Ein wiedergeborener Christ aus Großbritannien, das kann nur interessant werden. Schließlich lässt sich gegen die olle Christenheit immer so schön sticheln. Und KünstlerInnen aus dem vereinigten Königreich, damit haben wir bisher wenige (genau genommen eine) und (vielleicht gerade deswegen) recht gute Erfahrungen (Erfahrung wäre richtig) machen können, man denke nur an Petula Clark (mal abgesehen vom Lied). Das aber wird sich heute ändern, Cliff Richards „Rote Lippen Soll Man Küssen“ schlägt die Brücke ins Jahr 1964, ab dem’s auch streckenweise spannender wird als bisher. Die Vorherrschaft des Schlagers wird nämlich gebrochen werden.
„Rote Lippen Soll Man Küssen“ trug dazu sicher einen kleinen, soll heißen einen klitzekleinen Teil bei, immerhin war Cliff Richard bis Anfang der 60er Englands Version des amerikanischen Rock’n’Rollers vom Schlage eines Elvis. Klar, dass sich ein solcher Vergleich nicht ohne weiteres aufrechterhalten lässt.

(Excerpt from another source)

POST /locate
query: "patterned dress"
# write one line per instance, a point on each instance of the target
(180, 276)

Dass er aber nicht nur zu Ungunsten Richards ausfällt, liegt vor allen Dingen an The Shadows, seiner Backing Band. Bemerkenswert war der Sound ihres Leadgitarristen Hank Marvin, eine Kombination aus der damals in Großbritannien unbekannten Fender Stratocaster mit Tremolohebel, einem britischen Vox-Verstärker und Bandecho. Die versuchte Nachahmung seines Stils hat noch heute einen festen Platz in den Köpfen und Foren der MuckerInnen.
Cliff Richard “Rote Lippen soll man küssen, November 1963 – Januar 1964
Warum dann aber auf einmal das Gesinge über rote Lippen, wenn Harry Rodger Webb alias Cliff Richard über so viel Coolness gebot?
Nun, er tat, was damals eben, und vor allen Dingen aus Sicht der Plattenlabels, getan werden musste: einen Song covern und in verschiedenen Sprachen aufnehmen. Oft wurde der Text für den Markt „BRD“ dabei ein wenig entschärft. Hier baute man eine Heirat, die von der Erlaubnis der Eltern abhängt, ein und flugs wurde es ein Hit.
Dabei hätten wir es auch noch weitaus schlechter treffen können, der Song wurde und wird nämlich gerne von allerlei Größen der Schlager- und sonstiger Szenen dargeboten, was er nun wirklich nicht verdient hat, nein, allein schon, weil in der „Rote Lippen“-Version das wunderbare Wort „Autobus“ vorkommt.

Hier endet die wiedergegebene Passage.